Friday, February 20, 2009

7 quick takes 022009

1. I finally got registration confirmation for the continuing ed classes I'm taking, so I'll be in class the next four Saturdays. Boo. The upside is that I still have nine days of vacation to use before 6/30/09, so I may well take some Mondays off to avoid that burned out feeling. The first class is tomorrow.

2. Oh, right - we are supposed to get five to eight inches of snow overnight Friday up to dinnertime on Saturday. There are upsides to being in class while it is snowing - parking in the structure means no snow to brush off the car, class ending at five means the streets should have been plowed/salted by then, not being home means no chance whatsoever of me being drafted into doing any of the shoveling.

Well, that last one is iffy - landlord cleans at their church on Saturdays, and our house gets only the leftover energy. Still, one can hope.
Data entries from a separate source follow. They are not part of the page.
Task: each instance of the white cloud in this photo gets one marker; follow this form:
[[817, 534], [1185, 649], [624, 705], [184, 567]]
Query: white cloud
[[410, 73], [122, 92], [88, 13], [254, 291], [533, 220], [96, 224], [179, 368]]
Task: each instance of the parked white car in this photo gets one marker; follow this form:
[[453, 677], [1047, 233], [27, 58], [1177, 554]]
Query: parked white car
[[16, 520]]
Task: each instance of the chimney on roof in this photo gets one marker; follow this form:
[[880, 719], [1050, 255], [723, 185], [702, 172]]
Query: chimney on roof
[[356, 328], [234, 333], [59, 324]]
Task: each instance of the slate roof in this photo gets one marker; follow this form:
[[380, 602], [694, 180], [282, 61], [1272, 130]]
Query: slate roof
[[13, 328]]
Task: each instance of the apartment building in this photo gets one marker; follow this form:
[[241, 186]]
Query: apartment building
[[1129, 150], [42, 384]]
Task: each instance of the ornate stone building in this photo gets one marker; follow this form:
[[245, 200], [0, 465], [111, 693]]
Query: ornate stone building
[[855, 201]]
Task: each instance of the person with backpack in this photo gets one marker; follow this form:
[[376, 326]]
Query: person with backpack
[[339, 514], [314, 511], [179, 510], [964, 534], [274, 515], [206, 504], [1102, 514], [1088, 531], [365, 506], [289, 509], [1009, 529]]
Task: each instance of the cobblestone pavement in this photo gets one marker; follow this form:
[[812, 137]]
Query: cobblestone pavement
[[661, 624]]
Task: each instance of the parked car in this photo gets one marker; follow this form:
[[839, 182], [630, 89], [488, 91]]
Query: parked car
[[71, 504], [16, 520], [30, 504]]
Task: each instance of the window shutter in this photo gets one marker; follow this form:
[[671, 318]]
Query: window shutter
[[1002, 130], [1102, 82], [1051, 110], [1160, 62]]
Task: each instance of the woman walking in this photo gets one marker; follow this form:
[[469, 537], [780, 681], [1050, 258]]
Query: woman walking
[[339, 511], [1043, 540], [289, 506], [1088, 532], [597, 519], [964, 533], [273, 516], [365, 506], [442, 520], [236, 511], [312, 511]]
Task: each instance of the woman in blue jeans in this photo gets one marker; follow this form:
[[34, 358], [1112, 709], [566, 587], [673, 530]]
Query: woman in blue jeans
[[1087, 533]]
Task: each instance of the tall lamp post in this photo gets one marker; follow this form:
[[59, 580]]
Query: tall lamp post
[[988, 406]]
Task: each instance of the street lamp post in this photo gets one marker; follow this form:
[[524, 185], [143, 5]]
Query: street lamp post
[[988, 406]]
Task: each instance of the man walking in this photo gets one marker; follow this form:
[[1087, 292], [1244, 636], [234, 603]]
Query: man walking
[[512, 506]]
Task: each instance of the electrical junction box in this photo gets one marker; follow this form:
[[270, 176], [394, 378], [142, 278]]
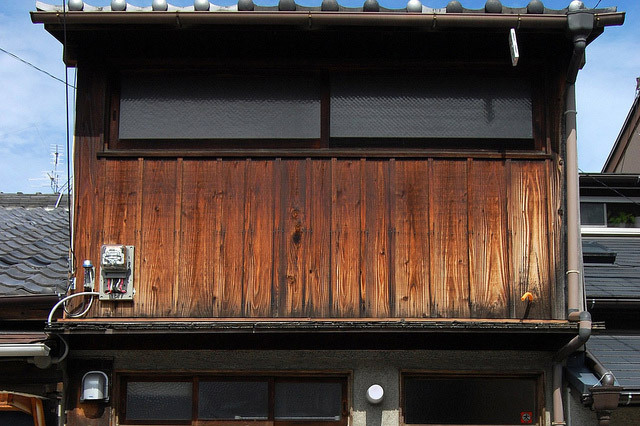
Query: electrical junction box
[[116, 272]]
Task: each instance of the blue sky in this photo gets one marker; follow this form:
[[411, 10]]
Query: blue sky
[[32, 104]]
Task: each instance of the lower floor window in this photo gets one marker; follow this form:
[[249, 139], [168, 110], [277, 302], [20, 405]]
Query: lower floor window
[[225, 399], [470, 399]]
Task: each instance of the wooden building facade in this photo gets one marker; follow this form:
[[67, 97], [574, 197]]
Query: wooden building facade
[[341, 187]]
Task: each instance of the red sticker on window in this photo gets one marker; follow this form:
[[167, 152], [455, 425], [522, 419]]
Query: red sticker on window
[[526, 417]]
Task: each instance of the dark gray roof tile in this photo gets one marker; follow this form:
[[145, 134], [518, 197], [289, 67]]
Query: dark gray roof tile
[[620, 279], [34, 240], [620, 354]]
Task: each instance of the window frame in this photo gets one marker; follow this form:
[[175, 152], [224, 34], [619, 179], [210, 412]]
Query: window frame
[[538, 144], [537, 376], [271, 379]]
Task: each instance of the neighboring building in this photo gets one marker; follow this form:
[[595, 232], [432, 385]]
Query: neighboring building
[[291, 209], [611, 252], [34, 252], [625, 154]]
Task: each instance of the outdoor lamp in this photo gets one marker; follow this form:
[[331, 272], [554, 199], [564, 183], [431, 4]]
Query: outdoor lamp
[[95, 386]]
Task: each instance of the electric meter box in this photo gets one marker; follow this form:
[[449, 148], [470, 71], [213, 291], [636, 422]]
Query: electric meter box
[[116, 272]]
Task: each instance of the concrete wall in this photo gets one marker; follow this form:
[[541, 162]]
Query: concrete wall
[[365, 367]]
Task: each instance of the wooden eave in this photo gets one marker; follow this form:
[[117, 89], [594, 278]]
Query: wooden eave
[[301, 334]]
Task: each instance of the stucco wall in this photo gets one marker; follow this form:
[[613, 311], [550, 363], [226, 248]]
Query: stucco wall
[[366, 368]]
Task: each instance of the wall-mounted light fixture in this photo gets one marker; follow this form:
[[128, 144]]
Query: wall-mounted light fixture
[[375, 394], [95, 386]]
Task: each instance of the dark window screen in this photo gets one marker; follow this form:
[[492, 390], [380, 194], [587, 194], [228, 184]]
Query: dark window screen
[[308, 401], [470, 400], [233, 400], [406, 106], [188, 106], [159, 400]]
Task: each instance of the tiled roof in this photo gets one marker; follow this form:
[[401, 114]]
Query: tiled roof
[[620, 354], [34, 241], [617, 280], [414, 6]]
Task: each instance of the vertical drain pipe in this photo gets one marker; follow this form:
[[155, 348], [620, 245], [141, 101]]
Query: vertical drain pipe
[[580, 23]]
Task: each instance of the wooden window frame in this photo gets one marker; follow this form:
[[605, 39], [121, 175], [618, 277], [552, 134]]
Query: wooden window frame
[[537, 376], [270, 378], [538, 144]]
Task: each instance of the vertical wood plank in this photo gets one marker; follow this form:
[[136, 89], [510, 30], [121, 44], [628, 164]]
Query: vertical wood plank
[[449, 251], [120, 215], [155, 293], [88, 171], [231, 272], [258, 241], [556, 260], [198, 288], [293, 235], [345, 225], [376, 245], [177, 247], [318, 262], [490, 293], [411, 255], [528, 229]]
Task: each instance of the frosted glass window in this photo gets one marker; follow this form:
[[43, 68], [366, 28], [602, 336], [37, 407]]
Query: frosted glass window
[[159, 400], [233, 400], [308, 401], [194, 106], [409, 106], [593, 214]]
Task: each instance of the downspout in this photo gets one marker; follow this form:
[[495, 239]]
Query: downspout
[[580, 23]]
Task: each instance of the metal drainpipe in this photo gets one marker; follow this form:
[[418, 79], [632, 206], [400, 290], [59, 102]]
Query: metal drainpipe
[[580, 24]]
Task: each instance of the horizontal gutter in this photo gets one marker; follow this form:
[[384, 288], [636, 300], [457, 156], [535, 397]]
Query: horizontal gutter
[[24, 350], [311, 19], [124, 325], [628, 303]]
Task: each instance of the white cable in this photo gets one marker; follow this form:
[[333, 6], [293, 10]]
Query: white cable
[[57, 305]]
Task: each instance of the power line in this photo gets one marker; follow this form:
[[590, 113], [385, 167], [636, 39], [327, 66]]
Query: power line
[[33, 66], [592, 176]]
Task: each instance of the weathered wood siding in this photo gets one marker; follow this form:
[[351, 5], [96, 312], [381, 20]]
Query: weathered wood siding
[[327, 237]]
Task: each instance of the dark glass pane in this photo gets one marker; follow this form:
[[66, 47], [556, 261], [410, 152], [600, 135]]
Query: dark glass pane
[[233, 400], [469, 400], [410, 106], [592, 214], [159, 400], [188, 106], [308, 401]]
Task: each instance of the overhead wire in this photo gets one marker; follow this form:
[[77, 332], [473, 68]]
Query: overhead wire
[[24, 61], [592, 176]]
3. My sewing machine is suing me for abandonment. I've not used it since the wedding cape was finished on about 12/30/08. More than seven weeks. At the moment I'll admit there are a couple of stacks of other stuff on top of the sewing cabinet, so it's a bit difficult to sit down for just a few minutes to sew. Based on my schedule, it's going to be a while longer before any quilty things are touched. Not being able to be creative makes me cranky.
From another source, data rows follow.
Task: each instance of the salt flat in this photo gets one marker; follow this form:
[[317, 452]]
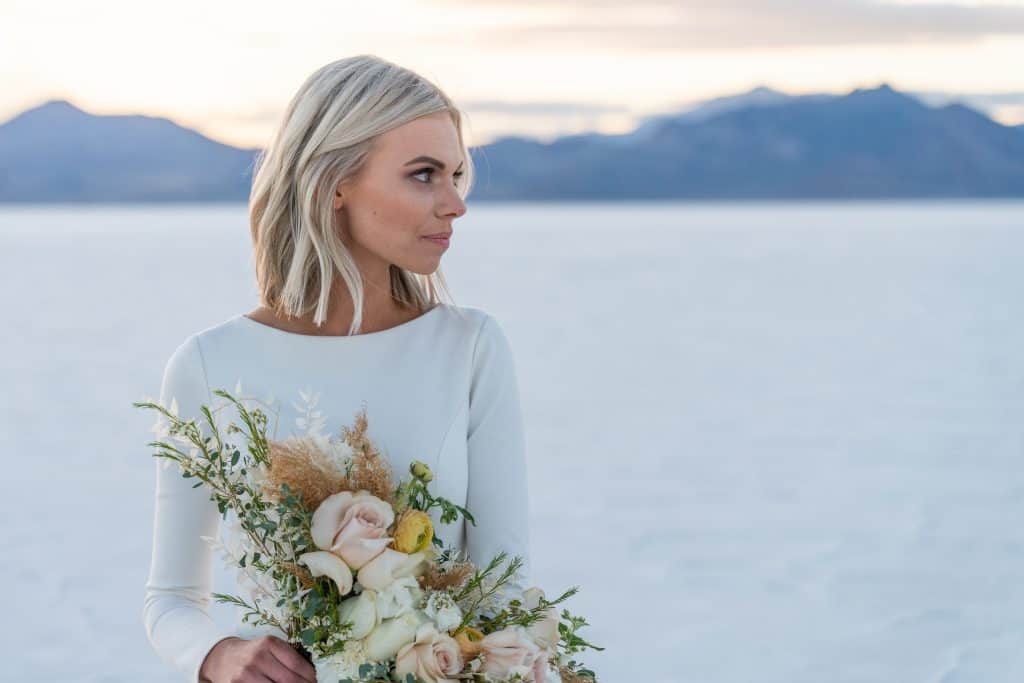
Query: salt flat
[[773, 442]]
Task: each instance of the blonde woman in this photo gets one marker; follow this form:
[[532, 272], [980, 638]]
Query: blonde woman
[[352, 207]]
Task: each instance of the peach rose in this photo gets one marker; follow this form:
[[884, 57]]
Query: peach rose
[[431, 657], [509, 650], [353, 526]]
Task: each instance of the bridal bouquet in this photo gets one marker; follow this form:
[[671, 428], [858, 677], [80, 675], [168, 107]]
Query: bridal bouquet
[[345, 562]]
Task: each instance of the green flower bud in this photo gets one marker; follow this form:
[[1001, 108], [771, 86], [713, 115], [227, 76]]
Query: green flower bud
[[421, 471]]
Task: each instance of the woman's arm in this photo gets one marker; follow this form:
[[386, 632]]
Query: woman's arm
[[177, 592], [498, 495]]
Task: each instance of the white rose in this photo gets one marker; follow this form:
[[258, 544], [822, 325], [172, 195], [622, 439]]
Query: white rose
[[361, 612], [431, 658], [443, 610], [398, 598], [385, 641], [340, 666]]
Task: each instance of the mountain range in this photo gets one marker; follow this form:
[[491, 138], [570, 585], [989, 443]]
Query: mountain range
[[871, 142]]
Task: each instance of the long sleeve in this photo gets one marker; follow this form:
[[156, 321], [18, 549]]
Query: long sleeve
[[498, 494], [177, 592]]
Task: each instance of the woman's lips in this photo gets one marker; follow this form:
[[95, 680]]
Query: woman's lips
[[439, 241]]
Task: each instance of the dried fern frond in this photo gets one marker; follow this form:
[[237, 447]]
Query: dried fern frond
[[454, 579]]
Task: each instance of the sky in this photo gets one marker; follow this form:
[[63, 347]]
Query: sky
[[538, 68]]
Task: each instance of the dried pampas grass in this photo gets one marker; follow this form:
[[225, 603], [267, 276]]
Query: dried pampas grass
[[312, 473], [369, 471], [306, 469]]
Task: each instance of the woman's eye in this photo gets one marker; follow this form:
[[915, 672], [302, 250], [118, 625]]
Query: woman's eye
[[428, 171]]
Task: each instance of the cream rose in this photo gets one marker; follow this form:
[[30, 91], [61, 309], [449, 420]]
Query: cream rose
[[388, 566], [353, 526], [323, 563], [431, 657], [507, 651]]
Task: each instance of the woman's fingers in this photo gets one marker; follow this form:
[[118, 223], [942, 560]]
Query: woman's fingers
[[291, 662]]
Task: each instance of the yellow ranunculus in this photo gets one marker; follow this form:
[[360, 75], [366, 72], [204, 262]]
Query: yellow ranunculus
[[415, 531], [469, 640]]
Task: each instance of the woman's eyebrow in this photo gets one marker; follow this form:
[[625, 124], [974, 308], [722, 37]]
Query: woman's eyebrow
[[428, 160]]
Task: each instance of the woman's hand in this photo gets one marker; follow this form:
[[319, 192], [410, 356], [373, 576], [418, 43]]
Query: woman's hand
[[266, 659]]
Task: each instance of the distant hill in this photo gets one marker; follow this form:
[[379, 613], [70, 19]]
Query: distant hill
[[761, 144], [58, 153], [868, 143]]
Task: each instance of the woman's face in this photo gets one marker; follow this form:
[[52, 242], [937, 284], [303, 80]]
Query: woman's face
[[400, 197]]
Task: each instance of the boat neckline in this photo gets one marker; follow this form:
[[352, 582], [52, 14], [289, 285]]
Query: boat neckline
[[285, 334]]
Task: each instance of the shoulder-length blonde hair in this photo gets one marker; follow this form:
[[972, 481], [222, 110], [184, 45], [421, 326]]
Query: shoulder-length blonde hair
[[324, 138]]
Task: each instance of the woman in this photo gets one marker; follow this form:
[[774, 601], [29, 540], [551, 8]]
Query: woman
[[351, 209]]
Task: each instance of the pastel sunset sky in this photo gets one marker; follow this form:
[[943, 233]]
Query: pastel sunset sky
[[228, 68]]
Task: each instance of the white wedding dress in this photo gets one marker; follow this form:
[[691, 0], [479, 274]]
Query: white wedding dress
[[440, 388]]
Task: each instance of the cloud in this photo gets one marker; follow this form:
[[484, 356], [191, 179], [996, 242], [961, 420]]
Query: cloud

Of course, I don't need the sewing machine to design quilts; I have a wonderful software program for that. If, of course, the desk where the computer sits were any clearer than the sewing table.

4. The Revelation study is about to kick into high gear. This week the evening group will finish the discussion of the messages to the seven churches, then move on to Rev. 4, a description of heaven and the beginning of the hard to unravel imagery. The morning group will start the study next week; while it's nice that the morning group will be behind the evening one (yea for reusing teaching notes!), that early group is much, much more challenging to lead. Still, it's fun.

If there is any interest in my walking through the study here on the blog, let me know in the comments. Be forewarned that I have no interest in arguing preterist, idealist or historicist interpretation perspectives, or even pre-, mid- or post-trib views - I'll let you know what perspective is being presented along with the Scriptural basis and let you make up your own minds. The purpose of the study is to gain an understanding of the events that surround Christ's return, so we can live our lives in a manner that reflects our anticipation of His imminent return.

5. Pardon me while I go get lunch. A coworker promised to bring in lunch for her birthday; she was suppposed to be here at 11:45 - it's 12:20 now. I usually eat lunch at 11...

Did I mention this coworker owns a Hmong deli and catering business? Roast pig, several asian salads and mini-cheesecake slices are on the menu.

Keep feeding us, Ger, and you can be any age you want!

I will, however, need to explain to my 1:30 meeting why my office smells of pork rinds...

6. The disadvantage of being a prolific reader is that every so often, you forget what you've read and pick up the same book, a year or so later. I picked up what appeared to be the most recent in Elizabeth Peters' (real name Barbara Mertz, other pseudonym Barbara Michaels) Amelia Peabody series, but now that I have it, I think I may have already read it.

If you've never sampled her work, do. Under the name Barbara Michaels she writes primarily gentle horror/suspense/ghost novels - try Ammie, Come Home and it's sort-of sequels, Shattered Silk and Stitches in Time.

Under Elizabeth Peters you'll find the Amelia Peabody novels - Amelia is a Victorian maiden who comes into a little money and travels to Egypt. The novels are both a riot (Amelia is a bit of a feminist, and rather...opinionated) and historically accurate; Ms. Mertz has a doctorate from the University of Chicago's Oriental Institute. Start with Crocodile on the Sandbank, the first in the series.

Also under Elizabeth Peters are two mini-series (did I mention she's been writing forever and is very prolific?), one concerning a not-very-demure librarian named Jacqueline Kirby (Die for Love is a hilarious send-up of the romance writing genre, but my personal favorite is The Murders of Richard the Third) and the other revolving around Vicky Bliss, a professor of Art History - try out Borrower of the Night.

7. Fun with figures tonight; we're doing the church audit. I've not had much success reminding people that in my case, my vocation is not necessarily my area of greatest spiritual gifting.